Autunno troppo caldo: invasione di zanzare in Italia

da | Ott 19, 2023 | news | 0 commenti

Un autunno insolitamente caldo e zanzare che sopravvivono alla stagione, diventando una costante e fastidiosa presenza, tanto all’esterno quanto negli ambienti chiusi.

Il caldo eccezionale delle ultime settimane, infatti, con temperature superiori ai 30 °C in gran parte dell’Italia, ha prolungato il loro periodo di attività, agevolando la riproduzione e la deposizione delle uova. Un problema da non sottovalutare, visto che questi insetti sono portatori di pericolose infezioni virali, come la Dengue.

Ecco perché ci sono ancora le zanzare in autunno

In termini scientifici, si definisce stagione delle zanzare il periodo dalla fine dell’inverno in cui le uova delle zanzare cominciano a schiudersi: la stagione termina quando le uova non si schiudono più.

Nonostante l’estate sia giunta al termine, le alte temperature registrate in questo inizio autunno prolungano proprio il periodo di schiusura delle uova di zanzare che, in zone con climi più miti, può continuare persino durante l’inverno. In altre parole, la crisi climatica sta allungando la stagione delle zanzare, aumentando la loro sopravvivenza e diffusione.

Un fenomeno che influisce anche sulla deposizione delle uova destinate a resistere all’inverno e generare la prima generazione di zanzare dell’anno successivo. Questa fase corrisponde appunto a un periodo di sospensione dello sviluppo delle uova ed è regolata sia delle ore di luce che dalle temperature (solitamente inferiori ai 10 gradi).

Espansione delle specie invasive

La persistenza degli adulti di specie invasive, come la zanzara tigre, e di specie più comuni, come quelle del genere Culex, costituisce un problema non solo per le punture, ma anche per i rischi associati alla trasmissione di infezioni virali pericolose, come la Dengue, la Chikungunya e la Febbre gialla, nel caso della zanzara tigre.

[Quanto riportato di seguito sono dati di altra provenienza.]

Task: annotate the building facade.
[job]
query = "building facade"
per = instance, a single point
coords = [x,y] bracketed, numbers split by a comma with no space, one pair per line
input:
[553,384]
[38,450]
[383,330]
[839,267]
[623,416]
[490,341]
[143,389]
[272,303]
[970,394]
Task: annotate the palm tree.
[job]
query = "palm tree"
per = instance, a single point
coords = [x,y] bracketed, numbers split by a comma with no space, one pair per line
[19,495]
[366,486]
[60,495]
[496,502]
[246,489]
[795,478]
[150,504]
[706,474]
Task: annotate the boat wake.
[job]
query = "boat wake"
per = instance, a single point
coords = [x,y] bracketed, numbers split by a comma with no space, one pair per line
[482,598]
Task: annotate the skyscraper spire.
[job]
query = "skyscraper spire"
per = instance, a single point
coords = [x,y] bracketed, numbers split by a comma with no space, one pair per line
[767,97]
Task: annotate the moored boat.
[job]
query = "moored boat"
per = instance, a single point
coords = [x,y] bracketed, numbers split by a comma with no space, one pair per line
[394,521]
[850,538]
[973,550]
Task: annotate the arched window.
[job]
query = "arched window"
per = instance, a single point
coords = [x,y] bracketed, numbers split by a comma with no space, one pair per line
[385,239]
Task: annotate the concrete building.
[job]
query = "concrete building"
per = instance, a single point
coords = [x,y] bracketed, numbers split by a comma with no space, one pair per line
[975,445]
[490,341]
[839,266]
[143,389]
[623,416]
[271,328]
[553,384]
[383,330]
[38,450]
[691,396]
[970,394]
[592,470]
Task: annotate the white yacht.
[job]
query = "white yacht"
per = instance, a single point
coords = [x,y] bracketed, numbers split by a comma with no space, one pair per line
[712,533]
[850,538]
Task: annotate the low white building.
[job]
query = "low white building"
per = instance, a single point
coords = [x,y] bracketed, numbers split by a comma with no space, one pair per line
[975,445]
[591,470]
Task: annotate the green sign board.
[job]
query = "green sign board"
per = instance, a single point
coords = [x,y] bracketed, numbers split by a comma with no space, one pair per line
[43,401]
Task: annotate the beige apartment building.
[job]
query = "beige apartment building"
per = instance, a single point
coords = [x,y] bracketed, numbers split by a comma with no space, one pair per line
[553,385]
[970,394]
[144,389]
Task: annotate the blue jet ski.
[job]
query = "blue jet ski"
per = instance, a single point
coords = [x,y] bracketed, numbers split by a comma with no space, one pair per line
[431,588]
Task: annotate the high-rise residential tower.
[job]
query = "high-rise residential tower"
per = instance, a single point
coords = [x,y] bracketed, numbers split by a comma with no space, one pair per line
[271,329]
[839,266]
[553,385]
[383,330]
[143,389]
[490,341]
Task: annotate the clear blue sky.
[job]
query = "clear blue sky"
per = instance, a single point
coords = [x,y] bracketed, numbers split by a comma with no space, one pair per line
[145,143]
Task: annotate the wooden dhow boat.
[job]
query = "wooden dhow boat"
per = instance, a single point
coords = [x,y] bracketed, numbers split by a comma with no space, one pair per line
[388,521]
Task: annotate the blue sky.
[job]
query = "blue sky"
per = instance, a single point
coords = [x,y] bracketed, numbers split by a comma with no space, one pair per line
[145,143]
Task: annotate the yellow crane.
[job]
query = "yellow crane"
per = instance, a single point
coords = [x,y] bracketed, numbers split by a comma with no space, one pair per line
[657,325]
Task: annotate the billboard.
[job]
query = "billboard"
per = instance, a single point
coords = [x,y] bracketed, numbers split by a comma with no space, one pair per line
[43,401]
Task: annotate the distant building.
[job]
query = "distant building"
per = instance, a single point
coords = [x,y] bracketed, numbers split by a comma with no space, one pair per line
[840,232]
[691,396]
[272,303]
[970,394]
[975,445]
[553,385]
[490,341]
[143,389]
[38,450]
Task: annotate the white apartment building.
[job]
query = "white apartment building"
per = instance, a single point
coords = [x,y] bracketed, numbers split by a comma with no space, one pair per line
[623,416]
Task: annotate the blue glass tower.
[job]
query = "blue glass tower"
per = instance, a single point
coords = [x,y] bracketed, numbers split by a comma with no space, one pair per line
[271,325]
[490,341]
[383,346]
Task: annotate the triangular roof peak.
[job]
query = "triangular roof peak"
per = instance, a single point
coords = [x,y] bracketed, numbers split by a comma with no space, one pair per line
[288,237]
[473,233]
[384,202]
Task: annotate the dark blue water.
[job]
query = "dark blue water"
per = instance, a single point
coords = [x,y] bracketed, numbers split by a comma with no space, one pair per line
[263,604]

Un’estensione del periodo di attività delle zanzare anche durante l’autunno non fa che aumentare il rischio di essere punti e quindi di contrarre queste malattie.

L’espansione di specie invasive è un fenomeno in crescita. A giugno, l’European Centre for Disease Prevention and Control (ECDC) metteva in guardia sull’ampia diffusione di specie come l’Aedes albopictus (zanzara tigre) e l’Aedes aegypti, sottolineando come queste possano essere pericolosi vettori per diverse malattie.

Negli ultimi anni, il numero di Paesi europei in cui sono state individuate queste due specie è in costante aumento: gli esperti attribuiscono questo fenomeno in parte agli effetti del cambiamento climatico, come estati prolungate, temperature medie in aumento e frequenza crescente di episodi di alluvioni e inondazioni. Questi fattori contribuiscono a rendere il clima europeo sempre più tropicale, adatto quindi al proliferare di queste specie.

La zanzara tigre

Sebbene la presenza di Aedes aegypti in Italia non sia ancora stata confermata, ben nota è invece la zanzara tigre. La sua diffusione è probabilmente dovuta al trasporto accidentale delle uova attraverso il commercio di pneumatici.

Questa specie sceglie di depositare le uova in piccole raccolte di acqua stagnante, ad esempio sottovasi, tombini e annaffiatoi, trasformandoli in luoghi ideali per la proliferazione delle larve. Queste costituiscono lo stadio giovanile di sviluppo dell’insetto adulto e possono sopravvivere solo in ambienti acquatici.

Come tutelarsi

Per tutelarsi dalle zanzare anche durante l’autunno, è essenziale eliminare tutti i potenziali siti di riproduzione. Evitando, ad esempio, di lasciare all’aperto contenitori che possano raccogliere l’acqua piovana, ma anche introducendo predatori delle larve, come i pesci rossi, nelle fontane e nelle vasche da giardino.

L’Istituto Superiore di Sanità (ISS) chiede anche che le autorità locali mantengano puliti e operativi i tombini, effettuino trattamenti larvicidi regolari e procedure di disinfestazione in zone colpite dalla presenza di zanzare, soprattutto nei pressi di strutture ospedaliere e residenze per anziani.